Alternatively, can't you just add the text on top? Make 3 layers, background (or rest of page), then your overlay, then your text?
| 12:25 pm on May 30, 2007 (gmt 0)|
Fiddling in a paint program is a lot of work. I tried that for one easy colour, but it took me a hundred tries or more to get an exact color match.
Using different layers is not really an option. Both elements will contain text eventually, they need to be in a very specific order, must be easily adjustable for different environments (e.g. screen, print, text-only) and be of minimal html (SEO consideration). Normally I would have fallen back to use different layers to get the effects, but that isn't an option.
Plus, I like the challenge. I know it can be done, it is the best way to do it and I probably want to use it more in the future.
| 12:54 pm on May 30, 2007 (gmt 0)|
I haven't tested this thoroughly (only in grayscale for easiness), but I've always liked algebra.
When you combine one color with half of another, you get half of each, or in other words, an average of the two. I think.
So let's name your three colors:
e for the end color you want (regebe = red, green, blue)
t for the top color (rtgtbt)
u for the under color (rugubu)
regebe = (rtgtbt + rugubu) / 2
The end color is the average of the top and under colors.
You want to know the under color, so solve for that:
rugubu = 2*regebe - rtgtbt
To make that useful, you'll need to break it down for each part:
ru = 2*re - rt
and so on.
To get straight HTML values, use the HEX mode on your scientific calculator, or you can convert them to decimal and then switch it back. It works for grayscale, so I hope it works for colors too!

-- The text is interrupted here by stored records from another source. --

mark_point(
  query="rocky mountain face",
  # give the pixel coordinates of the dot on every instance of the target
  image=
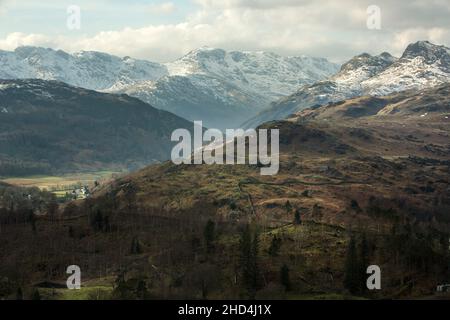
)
(51, 127)
(221, 88)
(422, 65)
(86, 69)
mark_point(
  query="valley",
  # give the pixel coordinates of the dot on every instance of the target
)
(370, 182)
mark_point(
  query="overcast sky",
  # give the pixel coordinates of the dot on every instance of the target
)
(165, 30)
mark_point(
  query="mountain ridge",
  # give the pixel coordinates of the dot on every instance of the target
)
(226, 87)
(422, 65)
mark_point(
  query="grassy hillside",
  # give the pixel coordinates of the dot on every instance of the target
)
(48, 127)
(361, 191)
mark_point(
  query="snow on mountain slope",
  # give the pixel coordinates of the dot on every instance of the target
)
(219, 87)
(343, 85)
(91, 70)
(422, 65)
(225, 88)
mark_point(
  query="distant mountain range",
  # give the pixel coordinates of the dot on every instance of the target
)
(422, 65)
(51, 127)
(221, 88)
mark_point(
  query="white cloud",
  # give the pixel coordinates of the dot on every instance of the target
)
(162, 8)
(335, 29)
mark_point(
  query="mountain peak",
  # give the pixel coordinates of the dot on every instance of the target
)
(428, 50)
(366, 60)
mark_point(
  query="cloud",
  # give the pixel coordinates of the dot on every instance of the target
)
(162, 8)
(335, 29)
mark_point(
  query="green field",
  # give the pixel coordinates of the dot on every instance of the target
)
(60, 184)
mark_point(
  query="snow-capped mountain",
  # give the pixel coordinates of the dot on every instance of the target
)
(421, 66)
(219, 87)
(225, 88)
(87, 69)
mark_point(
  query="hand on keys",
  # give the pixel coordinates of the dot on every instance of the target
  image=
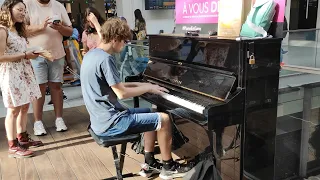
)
(156, 89)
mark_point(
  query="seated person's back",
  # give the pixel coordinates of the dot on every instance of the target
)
(100, 100)
(101, 88)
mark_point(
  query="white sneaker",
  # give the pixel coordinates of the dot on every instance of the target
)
(61, 126)
(38, 129)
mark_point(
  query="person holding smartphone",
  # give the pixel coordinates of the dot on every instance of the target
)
(47, 22)
(17, 81)
(92, 26)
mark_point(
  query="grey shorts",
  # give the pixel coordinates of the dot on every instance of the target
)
(48, 71)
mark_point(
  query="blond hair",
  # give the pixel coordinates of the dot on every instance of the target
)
(115, 29)
(6, 17)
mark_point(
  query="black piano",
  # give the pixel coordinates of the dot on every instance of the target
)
(217, 83)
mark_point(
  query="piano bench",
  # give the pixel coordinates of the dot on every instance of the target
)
(112, 142)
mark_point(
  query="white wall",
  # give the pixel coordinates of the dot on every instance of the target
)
(155, 19)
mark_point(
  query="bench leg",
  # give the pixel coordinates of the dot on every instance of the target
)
(122, 155)
(117, 162)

| 3:08 pm on May 30, 2007 (gmt 0)|
ok, so say the top is 25% opaque, would this be true? regebe = ( rtgtbt *0.25) + ( rugubu *0.75)

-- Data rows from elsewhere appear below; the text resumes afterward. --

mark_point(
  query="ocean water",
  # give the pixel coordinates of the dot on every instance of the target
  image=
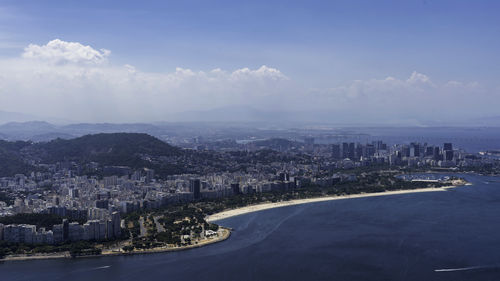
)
(452, 235)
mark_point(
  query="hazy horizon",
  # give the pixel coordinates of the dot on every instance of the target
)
(417, 63)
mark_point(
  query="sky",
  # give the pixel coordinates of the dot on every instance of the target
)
(385, 62)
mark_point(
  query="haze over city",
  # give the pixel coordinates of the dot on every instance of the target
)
(348, 62)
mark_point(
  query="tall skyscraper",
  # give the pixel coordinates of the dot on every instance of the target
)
(336, 151)
(448, 146)
(194, 187)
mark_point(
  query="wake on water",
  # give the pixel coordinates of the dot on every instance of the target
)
(466, 268)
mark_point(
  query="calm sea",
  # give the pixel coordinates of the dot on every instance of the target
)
(452, 235)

| 3:10 pm on May 30, 2007 (gmt 0)|
Should be! You end up seeing 25% of the top color, and 75% of the bottom, so the end should be calculated just like that.
| 11:45 am on May 31, 2007 (gmt 0)|
So to reverse it (trying to make the forumla a bit more generic) you'd have rugubu = (regebe *numberoflayers) -(rtgtbt *0.25) -(otherlayer *itsopacity)

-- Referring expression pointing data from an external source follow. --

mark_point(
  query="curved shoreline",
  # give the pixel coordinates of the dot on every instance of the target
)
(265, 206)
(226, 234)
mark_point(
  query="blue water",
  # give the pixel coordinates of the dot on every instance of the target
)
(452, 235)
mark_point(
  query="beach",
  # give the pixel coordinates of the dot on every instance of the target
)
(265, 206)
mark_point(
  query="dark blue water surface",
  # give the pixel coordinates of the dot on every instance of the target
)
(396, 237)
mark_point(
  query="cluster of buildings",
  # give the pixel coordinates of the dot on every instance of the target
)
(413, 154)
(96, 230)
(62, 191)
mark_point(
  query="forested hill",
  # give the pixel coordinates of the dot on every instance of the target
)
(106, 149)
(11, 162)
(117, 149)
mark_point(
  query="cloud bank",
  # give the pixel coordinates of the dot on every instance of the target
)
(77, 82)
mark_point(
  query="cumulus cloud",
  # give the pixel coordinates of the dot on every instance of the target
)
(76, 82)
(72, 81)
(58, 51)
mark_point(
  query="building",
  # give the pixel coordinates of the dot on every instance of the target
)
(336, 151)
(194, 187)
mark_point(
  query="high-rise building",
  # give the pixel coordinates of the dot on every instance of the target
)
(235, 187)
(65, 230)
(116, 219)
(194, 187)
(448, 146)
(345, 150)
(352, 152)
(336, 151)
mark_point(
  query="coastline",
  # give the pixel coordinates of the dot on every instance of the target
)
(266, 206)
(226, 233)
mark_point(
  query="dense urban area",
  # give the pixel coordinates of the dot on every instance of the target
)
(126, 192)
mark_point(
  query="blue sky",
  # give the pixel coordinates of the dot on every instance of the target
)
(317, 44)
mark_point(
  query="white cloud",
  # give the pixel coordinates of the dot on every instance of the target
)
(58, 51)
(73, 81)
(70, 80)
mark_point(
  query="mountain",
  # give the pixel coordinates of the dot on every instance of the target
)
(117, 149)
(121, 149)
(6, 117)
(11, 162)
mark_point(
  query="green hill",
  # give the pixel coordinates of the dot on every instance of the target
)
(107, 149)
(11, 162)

I hear a lot about the 'alpha' of a colour, do you know what that relates to?
| 12:51 pm on May 31, 2007 (gmt 0)|
Alpha refers to the degree of translucency of a colour, from completely opaque to completely transparent. CSS3 introduces the rgba() colour notation which will let you specify your colours to have a degree of translucency, which will make the tiling of transparent PNGs for background translucency a thing of the past. And will allow you to do neat things like translucent borders as well.
[edited by: Robin_reala at 12:53 pm (utc) on May 31, 2007]
| 1:32 pm on May 31, 2007 (gmt 0)|
I think the generic formula would be more like this:
regebe = (r1g1b1 * a1) + (r2g2b2 * a2) + ... + (rngnbn * an)
where n is the number of layers, and the 'a' alpha values as explained above are the percent that you see in the final result (as in 75% or 0.75), which gets more complicated with more than one layer. The total should never be more than 100%. I think that would take another formula.
To solve for r1g1b1, you end up with:
r1g1b1 = (regebe - (r2g2b2 * a2) - ... - (rngnbn * an)) / a1
In my first example I kind of did it backwards, because I wrote it as "*2", but really you're dividing by ".5". Same thing in the end, but to put it correctly, it should be:
regebe = (rtgtbt*.5) + (rugubu*.5)
rugubu = (regebe - (rtgtbt * .5)) / .5
Again, only tested with one very simple example, so insert disclaimers here.